LePage, 28, said he suffered the injury in April. The initial prognosis had him ready to return by the Olympics.
“But I just happen to be one of those people who don’t naturally heal from disk herniations,” he said in a video posted to social media. “I’ve pushed through injuries before, and I’ve competed on injuries. So, to the very end, until the last week or so, I really thought I was going to push through it and be able to do it, but can’t force my back to suddenly start working, no matter how hard I try.
“I went to meets, tried to test it. There was no power. Nothing was really going on, and it got to the point where it was either go to the Olympics, score 7,000 points, if that, or hurt myself and risk future long-lasting damage. My mind wants to be there, but every sign in my body is telling me not to, and that it’s a mistake. So me and my team, we ultimately made the decision not to go.”
Last August, LePage led a Canadian one-two in the decathlon at the world championships with Tokyo Olympic gold medalist Damian Warner.
LePage was fifth in his Olympic debut in Tokyo (competing with a torn patellar tendon).
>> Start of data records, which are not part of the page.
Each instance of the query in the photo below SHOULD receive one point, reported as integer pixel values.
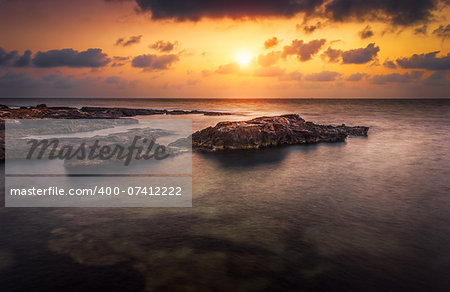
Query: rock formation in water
(269, 132)
(41, 111)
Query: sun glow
(243, 58)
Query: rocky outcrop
(41, 111)
(268, 132)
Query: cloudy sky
(246, 48)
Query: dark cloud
(119, 61)
(396, 77)
(13, 59)
(131, 41)
(21, 80)
(421, 30)
(437, 78)
(442, 31)
(333, 55)
(119, 82)
(357, 77)
(60, 82)
(425, 61)
(272, 42)
(309, 29)
(361, 55)
(398, 12)
(323, 76)
(17, 80)
(228, 68)
(268, 59)
(366, 33)
(355, 56)
(269, 72)
(389, 64)
(303, 51)
(93, 58)
(292, 76)
(196, 9)
(154, 62)
(163, 46)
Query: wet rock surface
(42, 111)
(270, 132)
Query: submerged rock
(269, 132)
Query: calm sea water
(371, 214)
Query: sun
(243, 58)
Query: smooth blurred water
(371, 214)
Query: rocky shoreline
(42, 111)
(266, 132)
(256, 133)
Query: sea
(368, 214)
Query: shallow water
(371, 214)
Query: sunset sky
(175, 48)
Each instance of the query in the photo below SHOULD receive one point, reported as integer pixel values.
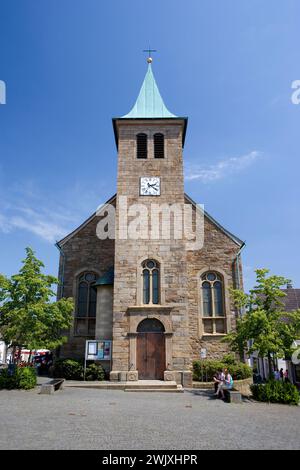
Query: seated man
(227, 384)
(218, 378)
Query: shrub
(204, 370)
(94, 372)
(22, 378)
(70, 369)
(276, 392)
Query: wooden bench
(233, 396)
(50, 387)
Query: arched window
(151, 282)
(85, 316)
(141, 146)
(214, 321)
(159, 145)
(150, 325)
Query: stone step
(178, 389)
(151, 385)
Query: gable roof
(235, 239)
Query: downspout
(237, 270)
(62, 272)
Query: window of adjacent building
(151, 282)
(159, 146)
(85, 315)
(213, 310)
(141, 146)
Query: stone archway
(150, 349)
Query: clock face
(150, 186)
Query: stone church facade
(158, 298)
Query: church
(161, 300)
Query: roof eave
(237, 240)
(177, 118)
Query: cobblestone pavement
(110, 419)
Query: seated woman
(227, 384)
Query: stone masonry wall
(82, 252)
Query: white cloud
(24, 206)
(38, 224)
(221, 169)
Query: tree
(28, 316)
(265, 327)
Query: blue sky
(71, 65)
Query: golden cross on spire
(149, 59)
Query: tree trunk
(271, 372)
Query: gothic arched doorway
(150, 349)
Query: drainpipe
(237, 272)
(62, 271)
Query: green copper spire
(149, 103)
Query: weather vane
(149, 59)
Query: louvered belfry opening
(159, 146)
(141, 145)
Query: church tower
(150, 315)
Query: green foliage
(276, 392)
(206, 369)
(94, 372)
(271, 329)
(23, 378)
(28, 316)
(69, 369)
(229, 359)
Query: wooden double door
(151, 355)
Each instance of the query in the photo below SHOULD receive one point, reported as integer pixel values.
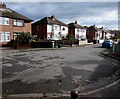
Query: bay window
(18, 23)
(4, 21)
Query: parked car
(107, 43)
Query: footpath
(108, 87)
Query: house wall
(10, 28)
(40, 31)
(64, 32)
(55, 32)
(90, 35)
(71, 31)
(80, 33)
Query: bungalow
(77, 30)
(95, 34)
(11, 24)
(49, 28)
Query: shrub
(70, 37)
(24, 38)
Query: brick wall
(40, 31)
(10, 28)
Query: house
(95, 34)
(77, 30)
(49, 28)
(11, 24)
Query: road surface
(57, 71)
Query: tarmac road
(56, 71)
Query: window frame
(4, 36)
(16, 22)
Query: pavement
(85, 91)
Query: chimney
(75, 22)
(52, 17)
(3, 5)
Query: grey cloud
(65, 11)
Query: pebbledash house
(78, 31)
(49, 28)
(11, 24)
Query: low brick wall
(42, 44)
(117, 49)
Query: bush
(24, 38)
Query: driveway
(56, 71)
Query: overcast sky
(86, 13)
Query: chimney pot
(75, 22)
(52, 17)
(3, 5)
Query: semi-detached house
(11, 24)
(49, 28)
(78, 31)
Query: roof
(75, 25)
(6, 12)
(50, 20)
(93, 28)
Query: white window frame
(4, 21)
(18, 22)
(4, 36)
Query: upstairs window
(18, 23)
(4, 21)
(4, 36)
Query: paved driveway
(55, 71)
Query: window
(15, 35)
(56, 27)
(49, 28)
(37, 27)
(4, 21)
(18, 23)
(4, 36)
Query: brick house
(11, 24)
(94, 33)
(77, 30)
(49, 28)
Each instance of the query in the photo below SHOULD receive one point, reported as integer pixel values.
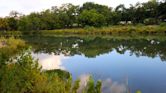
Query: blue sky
(27, 6)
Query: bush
(163, 24)
(150, 21)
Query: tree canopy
(89, 14)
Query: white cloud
(27, 6)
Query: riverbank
(112, 30)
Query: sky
(27, 6)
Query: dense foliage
(90, 14)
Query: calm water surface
(123, 65)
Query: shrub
(150, 21)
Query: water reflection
(50, 61)
(108, 85)
(95, 46)
(142, 60)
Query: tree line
(89, 14)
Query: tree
(3, 24)
(91, 18)
(12, 23)
(101, 9)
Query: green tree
(91, 18)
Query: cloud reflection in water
(50, 61)
(108, 85)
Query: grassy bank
(112, 30)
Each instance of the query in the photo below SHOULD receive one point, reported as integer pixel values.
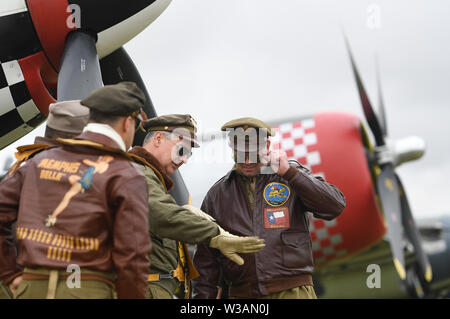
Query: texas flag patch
(276, 217)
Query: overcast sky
(219, 60)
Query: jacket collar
(106, 130)
(153, 163)
(98, 138)
(45, 141)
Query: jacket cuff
(8, 280)
(291, 173)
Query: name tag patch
(276, 217)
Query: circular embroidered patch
(276, 194)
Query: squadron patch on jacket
(276, 217)
(276, 194)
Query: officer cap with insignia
(68, 116)
(182, 125)
(248, 134)
(122, 99)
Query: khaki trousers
(302, 292)
(59, 288)
(157, 292)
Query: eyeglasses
(240, 157)
(183, 151)
(139, 117)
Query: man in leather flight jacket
(272, 205)
(82, 204)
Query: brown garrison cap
(183, 125)
(68, 116)
(248, 134)
(122, 99)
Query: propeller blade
(381, 108)
(369, 113)
(118, 67)
(79, 73)
(390, 202)
(413, 234)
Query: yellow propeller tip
(428, 274)
(400, 269)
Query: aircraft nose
(115, 22)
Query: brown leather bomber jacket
(83, 205)
(280, 217)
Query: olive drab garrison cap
(68, 116)
(122, 99)
(248, 134)
(182, 125)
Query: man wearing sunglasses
(265, 195)
(167, 146)
(81, 210)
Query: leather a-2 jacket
(84, 205)
(279, 217)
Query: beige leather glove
(229, 245)
(199, 212)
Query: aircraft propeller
(394, 202)
(81, 73)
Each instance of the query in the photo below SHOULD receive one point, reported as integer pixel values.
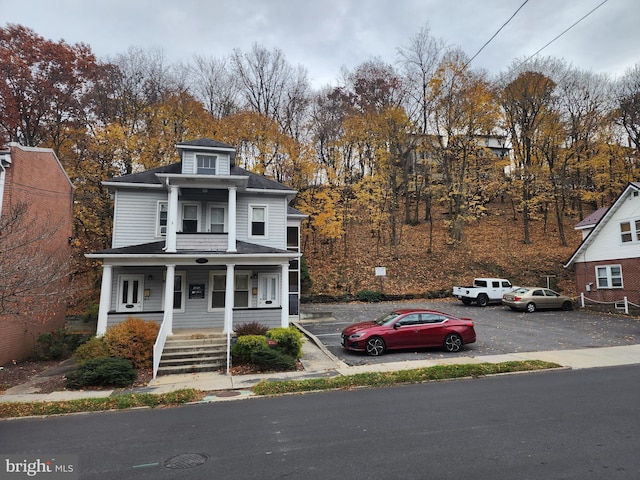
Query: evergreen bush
(246, 345)
(58, 344)
(274, 360)
(253, 328)
(287, 341)
(102, 372)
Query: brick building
(36, 215)
(607, 262)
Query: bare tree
(270, 86)
(629, 104)
(526, 101)
(213, 83)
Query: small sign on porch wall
(196, 290)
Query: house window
(161, 224)
(178, 291)
(218, 288)
(189, 218)
(218, 282)
(293, 236)
(130, 293)
(609, 276)
(258, 225)
(216, 219)
(268, 291)
(625, 232)
(630, 231)
(206, 164)
(241, 293)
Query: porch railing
(158, 347)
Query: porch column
(168, 297)
(231, 236)
(284, 295)
(228, 298)
(105, 299)
(172, 220)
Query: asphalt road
(569, 424)
(499, 330)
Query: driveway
(499, 330)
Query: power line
(565, 31)
(496, 34)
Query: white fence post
(626, 306)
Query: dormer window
(207, 164)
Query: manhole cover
(227, 393)
(187, 460)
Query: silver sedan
(531, 299)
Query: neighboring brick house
(34, 177)
(607, 262)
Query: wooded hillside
(493, 246)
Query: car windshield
(386, 318)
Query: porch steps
(193, 353)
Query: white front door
(130, 293)
(268, 291)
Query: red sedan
(409, 328)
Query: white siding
(189, 162)
(276, 223)
(608, 242)
(135, 217)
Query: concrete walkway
(319, 362)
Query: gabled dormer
(206, 157)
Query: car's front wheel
(453, 342)
(482, 300)
(375, 346)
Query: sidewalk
(319, 362)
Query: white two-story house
(201, 244)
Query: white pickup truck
(483, 291)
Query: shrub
(133, 339)
(287, 341)
(103, 372)
(253, 328)
(95, 347)
(370, 296)
(246, 345)
(58, 344)
(272, 360)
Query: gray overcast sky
(324, 35)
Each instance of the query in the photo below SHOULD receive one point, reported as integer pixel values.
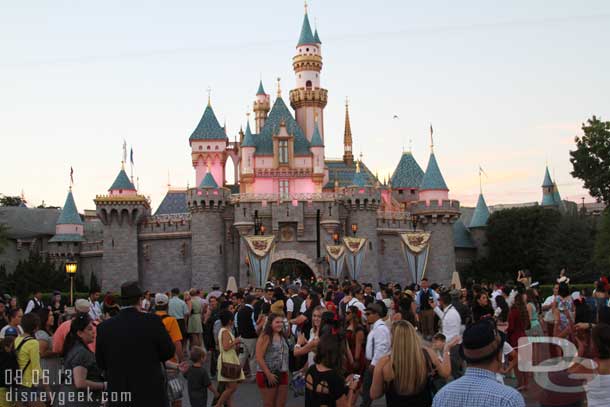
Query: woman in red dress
(518, 323)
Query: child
(198, 379)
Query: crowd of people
(337, 343)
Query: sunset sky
(506, 85)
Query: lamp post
(71, 267)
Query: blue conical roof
(69, 214)
(480, 215)
(122, 182)
(208, 127)
(208, 181)
(408, 173)
(306, 34)
(433, 179)
(248, 140)
(261, 90)
(316, 138)
(547, 179)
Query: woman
(78, 359)
(532, 310)
(49, 360)
(481, 307)
(228, 354)
(306, 346)
(518, 323)
(272, 355)
(57, 308)
(325, 384)
(304, 321)
(404, 373)
(355, 335)
(195, 326)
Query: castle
(285, 188)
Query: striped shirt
(477, 388)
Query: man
(14, 320)
(450, 327)
(173, 330)
(378, 344)
(215, 291)
(95, 313)
(178, 309)
(81, 306)
(294, 302)
(131, 348)
(482, 350)
(246, 329)
(425, 308)
(35, 303)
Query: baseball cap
(82, 305)
(161, 299)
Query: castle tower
(478, 226)
(207, 204)
(120, 212)
(208, 147)
(262, 105)
(362, 201)
(308, 98)
(436, 214)
(69, 230)
(348, 157)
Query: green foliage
(602, 244)
(10, 200)
(540, 240)
(591, 159)
(37, 273)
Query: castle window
(284, 190)
(283, 151)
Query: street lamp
(71, 268)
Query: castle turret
(478, 226)
(308, 98)
(262, 105)
(348, 157)
(208, 147)
(121, 212)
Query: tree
(591, 159)
(10, 200)
(602, 244)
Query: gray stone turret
(207, 205)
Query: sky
(505, 85)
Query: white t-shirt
(3, 331)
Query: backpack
(15, 377)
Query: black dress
(323, 388)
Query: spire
(480, 215)
(69, 214)
(306, 34)
(261, 90)
(248, 138)
(347, 137)
(433, 179)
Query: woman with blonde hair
(406, 372)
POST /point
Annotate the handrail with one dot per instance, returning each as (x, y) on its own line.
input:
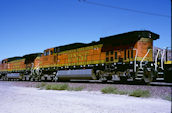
(144, 58)
(135, 59)
(162, 59)
(156, 58)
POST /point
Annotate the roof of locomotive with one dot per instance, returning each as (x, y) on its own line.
(133, 35)
(14, 58)
(120, 39)
(73, 46)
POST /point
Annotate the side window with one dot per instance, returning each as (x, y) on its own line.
(132, 53)
(125, 55)
(128, 53)
(107, 53)
(116, 55)
(111, 59)
(111, 52)
(51, 52)
(45, 54)
(107, 59)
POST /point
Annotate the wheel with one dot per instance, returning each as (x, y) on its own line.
(148, 75)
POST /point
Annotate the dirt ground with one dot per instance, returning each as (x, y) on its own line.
(17, 99)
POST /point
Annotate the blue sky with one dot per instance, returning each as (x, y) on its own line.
(30, 26)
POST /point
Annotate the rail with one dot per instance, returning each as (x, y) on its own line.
(143, 59)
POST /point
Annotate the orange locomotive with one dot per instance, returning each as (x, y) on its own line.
(119, 57)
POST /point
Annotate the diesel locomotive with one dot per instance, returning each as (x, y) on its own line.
(122, 57)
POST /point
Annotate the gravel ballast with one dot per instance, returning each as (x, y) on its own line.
(17, 99)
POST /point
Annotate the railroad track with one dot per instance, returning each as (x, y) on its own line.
(109, 82)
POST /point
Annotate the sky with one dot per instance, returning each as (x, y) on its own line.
(31, 26)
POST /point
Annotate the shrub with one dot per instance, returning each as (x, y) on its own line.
(59, 86)
(140, 93)
(76, 88)
(108, 90)
(48, 87)
(41, 85)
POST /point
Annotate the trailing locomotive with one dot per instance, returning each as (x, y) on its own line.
(122, 57)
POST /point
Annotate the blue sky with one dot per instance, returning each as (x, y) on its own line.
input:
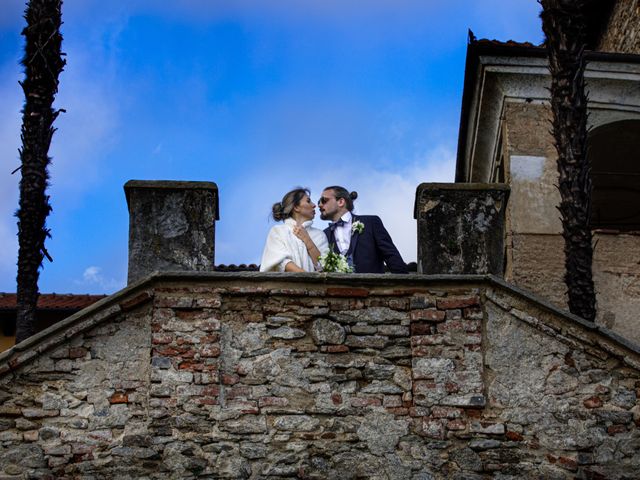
(257, 96)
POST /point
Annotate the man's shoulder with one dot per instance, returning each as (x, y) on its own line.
(367, 218)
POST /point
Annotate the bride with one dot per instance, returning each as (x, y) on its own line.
(294, 246)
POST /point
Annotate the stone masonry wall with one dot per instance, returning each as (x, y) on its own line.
(535, 247)
(267, 376)
(622, 34)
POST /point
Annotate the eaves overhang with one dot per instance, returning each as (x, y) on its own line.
(489, 63)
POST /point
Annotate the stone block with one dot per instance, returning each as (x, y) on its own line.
(171, 226)
(461, 228)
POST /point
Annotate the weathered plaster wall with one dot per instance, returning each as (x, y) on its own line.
(254, 376)
(622, 33)
(616, 271)
(535, 248)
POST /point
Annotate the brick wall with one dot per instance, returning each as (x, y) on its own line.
(257, 376)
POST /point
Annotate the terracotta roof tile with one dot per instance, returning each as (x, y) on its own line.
(508, 43)
(52, 301)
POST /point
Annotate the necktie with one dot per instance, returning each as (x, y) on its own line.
(335, 225)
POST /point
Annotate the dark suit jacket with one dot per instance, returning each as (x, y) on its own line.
(372, 248)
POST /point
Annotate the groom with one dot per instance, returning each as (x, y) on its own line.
(361, 238)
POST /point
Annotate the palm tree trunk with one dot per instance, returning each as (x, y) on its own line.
(43, 63)
(563, 23)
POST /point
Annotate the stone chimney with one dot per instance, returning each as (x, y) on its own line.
(461, 228)
(171, 226)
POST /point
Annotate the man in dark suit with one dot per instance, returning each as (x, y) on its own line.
(361, 238)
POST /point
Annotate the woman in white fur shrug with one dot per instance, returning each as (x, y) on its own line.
(294, 246)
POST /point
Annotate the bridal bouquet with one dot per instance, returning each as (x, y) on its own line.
(334, 262)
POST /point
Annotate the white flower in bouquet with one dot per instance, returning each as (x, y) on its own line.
(357, 226)
(334, 262)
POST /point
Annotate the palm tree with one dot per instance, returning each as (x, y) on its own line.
(43, 63)
(563, 23)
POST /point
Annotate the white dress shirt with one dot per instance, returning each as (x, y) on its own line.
(342, 233)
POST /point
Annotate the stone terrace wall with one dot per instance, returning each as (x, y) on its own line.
(267, 376)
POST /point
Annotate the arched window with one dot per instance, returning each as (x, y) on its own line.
(614, 152)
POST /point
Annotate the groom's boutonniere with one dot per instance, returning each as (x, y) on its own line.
(357, 226)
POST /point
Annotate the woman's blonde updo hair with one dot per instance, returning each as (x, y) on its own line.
(283, 210)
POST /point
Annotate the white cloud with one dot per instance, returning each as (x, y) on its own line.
(92, 277)
(390, 194)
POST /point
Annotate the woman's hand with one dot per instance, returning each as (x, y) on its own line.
(301, 232)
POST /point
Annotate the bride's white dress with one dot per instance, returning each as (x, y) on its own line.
(283, 247)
He took silver at the 2022 World Championships behind world record holder Kevin Mayer of France before becoming the first Canadian to win a world title in the event in 2023.
“I want to defend my title next year,” he said.
LePage, a 6-foot-8 Ontarian, formerly was a maintenance worker at the track where he trains and also used to do video game competitions.
German Leo Neugebauer, the NCAA champion from the University of Texas, has the world’s best decathlon score this year of 8,961 points. That score, the best in the world in this Olympic cycle, would have won the 2023 World title by 52 points over LePage.
Neugebauer can become the youngest Olympic decathlon gold medalist since Czech Robert Změlík in 1992.
Warner, now 34, is already the oldest Olympic decathlon medalist of any color from his gold in Tokyo, according to the OlyMADMen.